Section 4: Board Action Without a Meeting 

Voting via e-mail shall be allowed on issues of minimal significance in between regularly scheduled board meetings (i.e., prior approval of written correspondence). 

Section 5: Duties of Officers 

A. President. The President shall convene, facilitate, and conduct all board meetings of the corporation; shall preside at all general membership meetings of the corporation; shall represent the corporation in matters before appropriate jurisdictions including liaison to agencies, and organized groups, and includes written and electronic correspondence (i.e., the corporation website), and shall set meeting agendas, for meetings at established dates that have been determined by the Executive Committee. 

B. Vice President. The Vice President shall perform the duties of President in the absence or incapacity of the President, and perform such duties as may be prescribed by the association. Oregon Historic Cemeteries Association Bylaws Page 3 of 4 

C. Secretary. The Secretary shall be responsible for all official paperwork for the corporation; shall record Board minutes and distribute copies to the Board. The duties of Secretary may be combined with duties of Treasurer. 

D. Treasurer. The Treasurer shall be responsible for the receipt and expenditure of the corporation’s funds; shall complete financial records and reports, including Tax Filings. The duties of Treasurer may be combined with duties of Secretary. Financial records shall be available for examination at Board request and annual audit. 

E. Member-at-Large. To perform such duties as may be prescribed by the Board. 

Section 6: Quorum and Voting 

A quorum at a Board meeting shall be a majority of the number of all Board members in office immediately before the meeting begins. If a quorum is present, action is taken by the affirmative vote of a majority of Directors present. Each Board member shall have one vote, including individuals who share a family membership. Voting by proxy shall not be allowed. 

Section 7: Vacancy 

Vacancies occurring in office shall be filled by appointment by the Board of Directors. 

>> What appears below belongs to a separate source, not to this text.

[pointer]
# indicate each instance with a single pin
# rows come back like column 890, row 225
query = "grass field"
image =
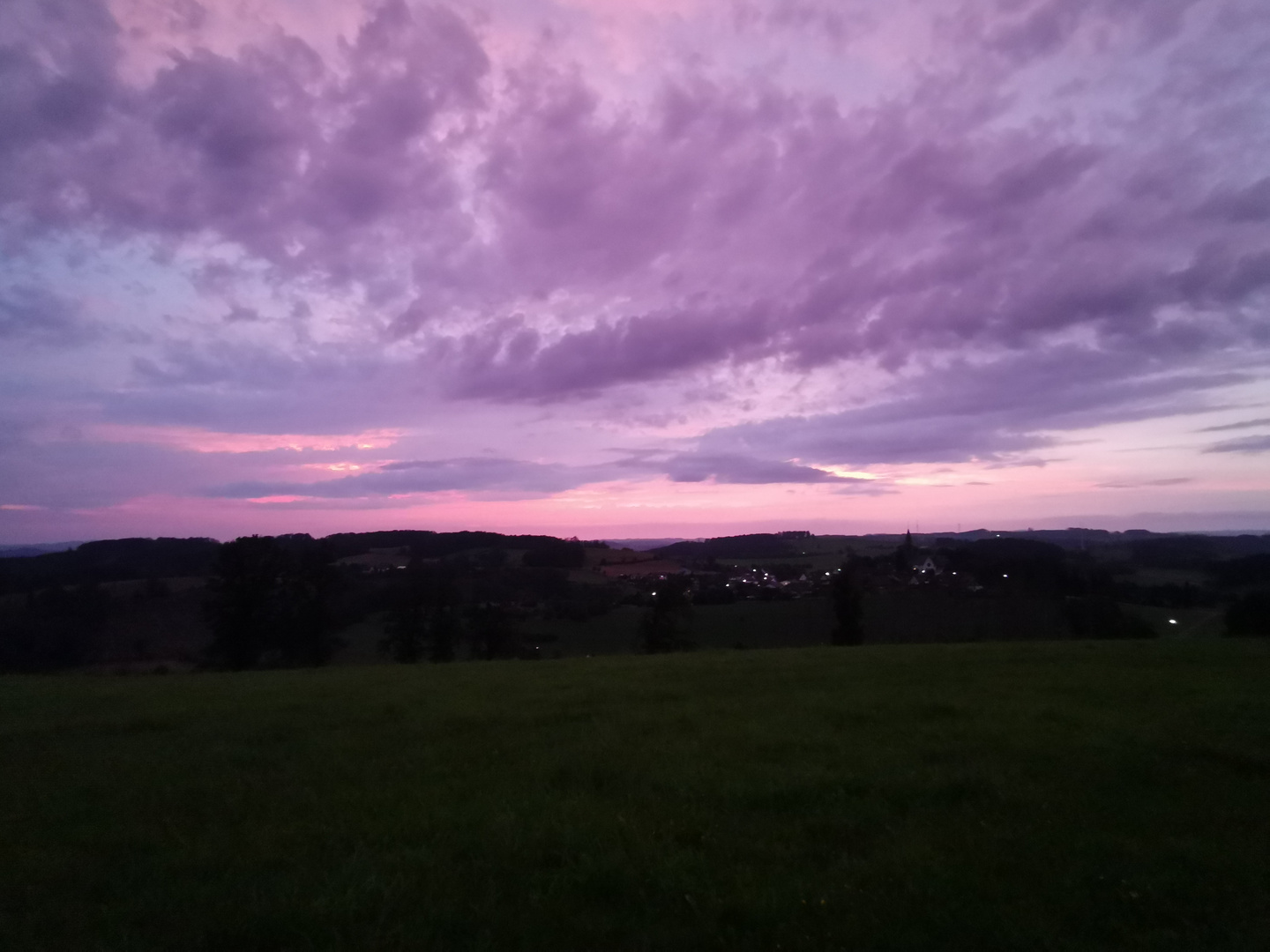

Section 1: Committees shall be created and disbanded as deemed necessary by the Board. 

Duties of committees shall be governed by operating rules of the association. 

Section 2: Standing Committees 

The Board shall determine when a committee shall become a Standing Committee. Members of Standing Committees shall serve for one year, from the annual meeting to the following annual meeting. Standing Committee chairs shall be members in good standing. 

Section 3: Ad Hoc Committees 

Ad Hoc Committees may be created on a temporary basis by the Board for the promotion of the purposes of the corporation. Ad Hoc Committee chairs shall be members in good standing. 

Section 4: Special Projects 

Special projects related to Oregon Historic Cemeteries Association, Inc., may be produced by individuals who are members in good standing. Projects must be approved by the Board of Directors and be monitored by the Board President or designee. Approval of projects may be revoked at any time by a majority vote of the Board of Directors. 


Section 1: Dissolution of the Corporation 

Upon dissolution of the corporation, none of its property shall be distributed to any of its members. All such property shall be transferred to one or more other Section 501(c)(3) organizations in accordance with Oregon law and under Section 501(c)(3) of the Internal Revenue Code. Oregon Historic Cemeteries Association Bylaws Page 4 of 4 

Section 2: Appropriations and Expenses

A. Appropriation of Corporation Funds. General operating and event expenses must receive prior approval from the Board. 


The Bylaws may be amended, altered, repealed, or enhanced at any regular or special meeting of the Board of Directors by a majority vote of the Board members present at the meeting. Proposed amendments must be submitted to the President, to be sent out with the regular Board announcements prior to the Board meeting. 


Oregon Historic Cemeteries Association, Inc., shall not discriminate against individuals or groups on the basis of race, religion, color, creed, sex, sexual orientation, age, disability, national origin, or political affiliation in any policy or action.